The book is more consistent in its argumentation than the previous paragraph suggests, but the vacillation does cause some confusion. The concluding chapter offers a fairly radical rewriting of copyright law that eliminates the possibility of exclusive ownership once an expression has left the privacy of one’s mind or home and entered the public. Thus, for Lange and Powell, there can be no prohibition on how others use ideas and expressions that have entered “the universe of discourses” (p.307). Not only would non-commercial appropriation and use of expressions be perfectly acceptable under a First Amendment conscious copyright law, but commercial appropriation that competed with the original would also be allowed because “interests in expression will no longer be consigned exclusively to proprietors recognized by the state” (p.307). If the authors advocate such a position, then it is not clear how copyright retains its present shape. Instead, it would appear that the authors have gutted copyright law. They are not opposed to incentives to create, just not incentives in the form of government granted monopolies. Thus, systems of digital rights management or “virtual venues” (pp.314-315) are perfectly appropriate mechanisms for protecting works.

Overall, I strongly recommend the book. It was a complex and intellectually stimulating read. It clearly describes the field of intellectual property today, though the book is really about copyright law and the argument for how the First Amendment interacts with copyright doctrine. The links between patent or trademark law and the First Amendment are never consistently made. NO LAW also develops the First Amendment analysis in a very insightful manner. The book should be required reading for anyone interested in the area of copyright law and would find a home in any course focused on constitutional law, intellectual property or public policy.

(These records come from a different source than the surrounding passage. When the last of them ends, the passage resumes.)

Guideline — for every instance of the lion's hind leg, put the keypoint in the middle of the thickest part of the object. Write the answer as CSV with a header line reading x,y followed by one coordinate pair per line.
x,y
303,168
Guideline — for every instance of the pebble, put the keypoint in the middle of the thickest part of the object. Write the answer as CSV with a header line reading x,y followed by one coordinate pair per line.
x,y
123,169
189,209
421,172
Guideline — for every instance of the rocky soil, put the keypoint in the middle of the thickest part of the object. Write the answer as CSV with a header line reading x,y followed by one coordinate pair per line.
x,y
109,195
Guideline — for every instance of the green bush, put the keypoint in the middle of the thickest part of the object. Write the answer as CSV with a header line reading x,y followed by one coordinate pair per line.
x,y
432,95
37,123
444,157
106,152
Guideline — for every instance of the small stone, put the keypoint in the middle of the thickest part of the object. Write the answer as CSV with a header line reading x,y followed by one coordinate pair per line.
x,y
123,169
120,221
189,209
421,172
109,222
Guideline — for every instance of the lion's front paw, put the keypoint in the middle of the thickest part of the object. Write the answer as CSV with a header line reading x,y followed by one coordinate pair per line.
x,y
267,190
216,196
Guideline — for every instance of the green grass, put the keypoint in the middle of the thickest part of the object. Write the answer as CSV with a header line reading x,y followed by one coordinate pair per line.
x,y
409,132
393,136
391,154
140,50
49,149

One last comment seems necessary. The authors by remaining theoretical in their approach are able to sidestep the politics of their proposals. While they acknowledge that content owners will not like the change in the law, they steer clear of the inevitable hysterical reaction that would result should Congress even hint at endorsing their perspective. I would not normally demand an action plan from a book making a theoretical argument, but given the powerful forces supporting the current monopoly system, that the system is out of control and badly in need of change, and that this book is perhaps one of the most subtly radical ones to be written in quite some time, I really hope a plan to make this transformation possible exists. In other words, how do we make NO LAW the law? If such a plan exists, sign me up.

CASE REFERENCE:
ELDRED v. ASHCROFT, 537 U.S. 186 (2003).